New York Times Leasing Floor As Part of “Restacking” Effort
By Al Barbarino October 15, 2013 1:58 pm
reprintsAfter cutting away an “extra layer” of staff earlier this year, The New York Times is reportedly leasing out a full floor at its 620 Eighth Avenue headquarters as part of an ongoing “restacking effort.”
Times Co. is seeking a tenant for the tower’s 30,917-square-foot 21st floor – one of seven floors it still owns in the 52-story, Renzo Piano-designed skyscraper at West 40th and 41st streets, the New York Post reported.
The move is “part of an overall restacking effort,” Gregory Tosko of CBRE, who is marketing the space with Zachary Freeman, Ramneek Rikhy, Mary Ann Tighe, and Sacha Zarba, told the Post.
In addition to a column-free floor with fine views and “advanced environmental features,” the Post noted that a new tenant will have access to the Times’ sweeping, glass-enclosed, red-floored cafeteria, which is said to serve everything from sushi rolls to meatball subs.
The building features time-saving elevators that select the most efficient path and cab for passengers based on floor selections made from the lobby, and automated blinds upstairs rise and fall with the level of the sun.
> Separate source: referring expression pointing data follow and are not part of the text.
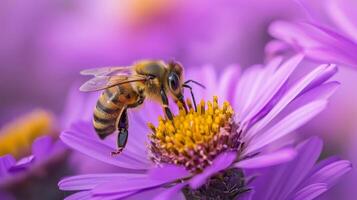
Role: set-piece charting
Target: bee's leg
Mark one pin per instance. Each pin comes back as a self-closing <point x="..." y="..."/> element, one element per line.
<point x="123" y="132"/>
<point x="165" y="105"/>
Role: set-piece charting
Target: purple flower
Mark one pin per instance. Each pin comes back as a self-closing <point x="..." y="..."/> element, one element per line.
<point x="268" y="106"/>
<point x="319" y="38"/>
<point x="27" y="145"/>
<point x="300" y="178"/>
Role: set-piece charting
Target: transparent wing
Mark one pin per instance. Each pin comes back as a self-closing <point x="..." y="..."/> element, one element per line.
<point x="103" y="82"/>
<point x="108" y="71"/>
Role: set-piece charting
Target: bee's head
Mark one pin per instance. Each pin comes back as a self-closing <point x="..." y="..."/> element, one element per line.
<point x="175" y="79"/>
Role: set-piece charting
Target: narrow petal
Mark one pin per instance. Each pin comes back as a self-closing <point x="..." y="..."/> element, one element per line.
<point x="272" y="85"/>
<point x="297" y="170"/>
<point x="41" y="147"/>
<point x="114" y="196"/>
<point x="289" y="96"/>
<point x="100" y="151"/>
<point x="269" y="159"/>
<point x="170" y="193"/>
<point x="133" y="184"/>
<point x="83" y="195"/>
<point x="287" y="125"/>
<point x="248" y="87"/>
<point x="89" y="181"/>
<point x="169" y="173"/>
<point x="23" y="163"/>
<point x="223" y="161"/>
<point x="311" y="192"/>
<point x="341" y="18"/>
<point x="330" y="173"/>
<point x="227" y="82"/>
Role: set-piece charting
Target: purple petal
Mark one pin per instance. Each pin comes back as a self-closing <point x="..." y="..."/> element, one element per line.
<point x="41" y="147"/>
<point x="100" y="151"/>
<point x="272" y="85"/>
<point x="223" y="161"/>
<point x="268" y="159"/>
<point x="6" y="162"/>
<point x="84" y="195"/>
<point x="114" y="196"/>
<point x="22" y="164"/>
<point x="287" y="125"/>
<point x="289" y="96"/>
<point x="248" y="86"/>
<point x="311" y="191"/>
<point x="298" y="169"/>
<point x="130" y="185"/>
<point x="171" y="192"/>
<point x="322" y="78"/>
<point x="89" y="181"/>
<point x="330" y="173"/>
<point x="168" y="172"/>
<point x="341" y="18"/>
<point x="228" y="81"/>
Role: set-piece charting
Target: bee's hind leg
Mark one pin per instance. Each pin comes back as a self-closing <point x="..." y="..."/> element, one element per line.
<point x="123" y="133"/>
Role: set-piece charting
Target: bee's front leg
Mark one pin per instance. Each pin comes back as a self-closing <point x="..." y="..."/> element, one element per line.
<point x="165" y="104"/>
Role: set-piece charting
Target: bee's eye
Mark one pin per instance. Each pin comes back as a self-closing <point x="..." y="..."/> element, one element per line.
<point x="173" y="81"/>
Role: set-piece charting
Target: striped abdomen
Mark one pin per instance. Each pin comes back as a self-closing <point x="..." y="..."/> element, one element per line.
<point x="107" y="111"/>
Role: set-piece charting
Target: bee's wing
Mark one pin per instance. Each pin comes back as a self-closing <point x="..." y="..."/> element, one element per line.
<point x="108" y="71"/>
<point x="103" y="82"/>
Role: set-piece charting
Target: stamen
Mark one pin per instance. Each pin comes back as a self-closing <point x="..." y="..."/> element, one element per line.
<point x="195" y="138"/>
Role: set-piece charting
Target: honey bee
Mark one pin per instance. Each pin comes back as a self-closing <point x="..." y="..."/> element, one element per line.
<point x="128" y="87"/>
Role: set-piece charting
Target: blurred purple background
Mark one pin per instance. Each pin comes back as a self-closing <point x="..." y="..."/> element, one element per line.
<point x="44" y="44"/>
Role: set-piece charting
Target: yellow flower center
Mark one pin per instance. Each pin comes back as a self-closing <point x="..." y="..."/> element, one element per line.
<point x="194" y="138"/>
<point x="16" y="137"/>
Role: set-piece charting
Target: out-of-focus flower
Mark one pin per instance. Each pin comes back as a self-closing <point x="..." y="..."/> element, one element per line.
<point x="27" y="145"/>
<point x="300" y="178"/>
<point x="197" y="145"/>
<point x="331" y="38"/>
Earlier this year, Times editor Jill Abramson told Capital New York that recent buyouts and layoffs of about 30 staffers were “painful” but necessary as part of the ongoing integration of print and digital media.
“Some of the top jobs in the newsroom we sort of could no longer afford,” she told the publication at the time. “They’re great people, they’re incredibly talented, they’re Times people to the core, they do have amazing institutional memory, but in some ways, they were editors of editors. We just had a lot of layers … that’s just an extra layer that we can’t afford.”
In 2009, the Times sold 21 of its 28 floors to W.P. Carey & Co. and leased them back with an option to repurchase them in 2019 for $250 million, later leasing six of the floors to law firm Goodwin Procter.
During a second quarter earnings call Times’ CFO Jim Follo acknowledged that the company occupied the floor but that leasing it out was an option.